Smart contracts offer businesses several key benefits, which include verification, visibility, lower costs, self-execution, clarity of agreement terms, fraud protection and connectivity.
However, a newly-published brief from independent research firm Chain Business Insights also identifies key challenges that come along with implementation. Among them are legal standing, lack of standards and protocols, privacy fears, error intolerance and resistance to change.
The research brief, entitled ‘Smart Contracts in Supply Chain: Making Sense of a Potential Game Changer’, explains the concept of smart contracts, their application in supply chains and highlights their pros and cons. It also lays out an initial path for gaining expertise in these tools.

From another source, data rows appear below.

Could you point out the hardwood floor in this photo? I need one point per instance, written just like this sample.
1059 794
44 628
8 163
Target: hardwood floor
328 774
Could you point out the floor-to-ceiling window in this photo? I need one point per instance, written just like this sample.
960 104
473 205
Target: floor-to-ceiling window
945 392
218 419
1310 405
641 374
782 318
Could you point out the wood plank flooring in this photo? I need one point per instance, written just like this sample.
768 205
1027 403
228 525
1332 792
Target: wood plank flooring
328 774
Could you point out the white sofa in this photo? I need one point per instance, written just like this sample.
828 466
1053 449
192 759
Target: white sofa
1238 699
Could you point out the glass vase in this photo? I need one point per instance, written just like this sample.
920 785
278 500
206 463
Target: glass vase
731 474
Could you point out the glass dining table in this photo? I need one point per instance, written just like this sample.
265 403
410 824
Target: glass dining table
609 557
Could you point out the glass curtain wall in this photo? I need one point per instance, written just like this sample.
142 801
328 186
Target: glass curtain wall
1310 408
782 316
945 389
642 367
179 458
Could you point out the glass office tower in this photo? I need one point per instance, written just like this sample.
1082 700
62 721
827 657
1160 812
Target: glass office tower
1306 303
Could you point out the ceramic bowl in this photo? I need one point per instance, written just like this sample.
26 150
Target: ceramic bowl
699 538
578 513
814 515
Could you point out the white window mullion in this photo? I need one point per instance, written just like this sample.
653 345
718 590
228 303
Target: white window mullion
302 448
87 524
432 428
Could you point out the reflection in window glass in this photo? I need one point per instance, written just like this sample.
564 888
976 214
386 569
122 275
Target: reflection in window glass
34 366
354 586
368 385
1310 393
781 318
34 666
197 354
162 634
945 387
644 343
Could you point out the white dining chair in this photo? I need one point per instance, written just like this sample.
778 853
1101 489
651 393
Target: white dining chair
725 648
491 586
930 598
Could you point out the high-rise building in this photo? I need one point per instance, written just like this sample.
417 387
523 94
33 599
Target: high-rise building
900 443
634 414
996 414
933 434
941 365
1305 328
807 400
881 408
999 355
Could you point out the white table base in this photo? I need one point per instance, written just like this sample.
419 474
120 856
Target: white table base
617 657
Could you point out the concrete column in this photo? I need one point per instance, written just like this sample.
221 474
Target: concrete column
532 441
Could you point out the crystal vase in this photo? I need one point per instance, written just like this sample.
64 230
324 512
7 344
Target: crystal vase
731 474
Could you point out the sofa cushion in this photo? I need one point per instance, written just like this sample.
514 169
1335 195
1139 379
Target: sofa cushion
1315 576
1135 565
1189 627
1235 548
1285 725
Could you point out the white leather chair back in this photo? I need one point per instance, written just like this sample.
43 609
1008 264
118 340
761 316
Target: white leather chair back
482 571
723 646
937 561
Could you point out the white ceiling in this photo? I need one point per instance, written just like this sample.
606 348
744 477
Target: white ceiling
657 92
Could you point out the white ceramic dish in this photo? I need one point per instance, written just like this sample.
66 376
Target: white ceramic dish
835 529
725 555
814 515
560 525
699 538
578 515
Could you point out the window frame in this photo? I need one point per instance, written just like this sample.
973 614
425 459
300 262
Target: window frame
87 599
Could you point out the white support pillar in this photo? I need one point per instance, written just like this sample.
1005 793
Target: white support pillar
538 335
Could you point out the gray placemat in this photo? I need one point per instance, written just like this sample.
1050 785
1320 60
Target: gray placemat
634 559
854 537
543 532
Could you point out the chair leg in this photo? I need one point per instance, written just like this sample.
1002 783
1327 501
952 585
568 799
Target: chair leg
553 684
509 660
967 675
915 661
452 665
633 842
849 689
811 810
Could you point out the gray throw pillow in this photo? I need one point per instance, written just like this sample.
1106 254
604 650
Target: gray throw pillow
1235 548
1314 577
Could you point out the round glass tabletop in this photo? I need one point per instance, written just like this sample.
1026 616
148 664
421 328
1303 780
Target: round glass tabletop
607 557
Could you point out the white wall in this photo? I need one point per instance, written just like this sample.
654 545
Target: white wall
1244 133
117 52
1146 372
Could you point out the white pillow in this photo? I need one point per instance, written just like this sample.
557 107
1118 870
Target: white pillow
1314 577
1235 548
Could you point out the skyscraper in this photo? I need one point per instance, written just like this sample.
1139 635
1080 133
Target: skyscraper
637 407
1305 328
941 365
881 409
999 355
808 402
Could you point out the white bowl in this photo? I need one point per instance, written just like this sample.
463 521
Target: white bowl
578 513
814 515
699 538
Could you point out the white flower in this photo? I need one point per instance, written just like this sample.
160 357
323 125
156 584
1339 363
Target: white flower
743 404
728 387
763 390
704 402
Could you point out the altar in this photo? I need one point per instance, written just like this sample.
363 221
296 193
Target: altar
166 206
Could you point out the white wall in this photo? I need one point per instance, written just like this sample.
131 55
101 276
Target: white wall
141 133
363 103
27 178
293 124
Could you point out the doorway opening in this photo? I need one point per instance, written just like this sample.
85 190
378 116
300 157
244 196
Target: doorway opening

“A smart contract is computer code hosted on a blockchain that defines and executes the terms of an agreement between parties,” says Ken Cottrill, co-founder and research principal at Chain Business Insights. “Given their versatility, the range of potential applications in the supply chain domain is vast.”
A case study on a cotton supply chain proof of concept (PoC) – in which 88 bales of cotton were shipped from the US to China – illustrates how smart contracts work in practice. The shipment, completed last October, was undertaken by Australia’s Brighann Cotton Marketing and involved Wells Fargo and the Commonwealth Bank of Australia (CBA) in its processing and execution through blockchain.
The participants announced it as the first global trade transaction between two independent banks to combine the emerging disruptive technologies of blockchain, smart contracts, and Internet of Things (IoT), for a real transaction and shipment of goods.
“Several companies recognise the applicability of smart contracts to the supply chain space,” says Peter Harris, co-founder and research principal at Chain Business Insights. “IBM, Maersk, Microsoft and SAP Ariba are among the first to engage in proof of concepts, but we expect that list to expand rapidly.”
The brief’s authors stress that despite their many advantages, smart contracts are by no means a panacea for fixing inefficiencies in supply chains. The rationale for using them depends on the type of agreement under review, as well as its scale and scope. The brief offers several pointers for exploring this solution and discusses likely future developments.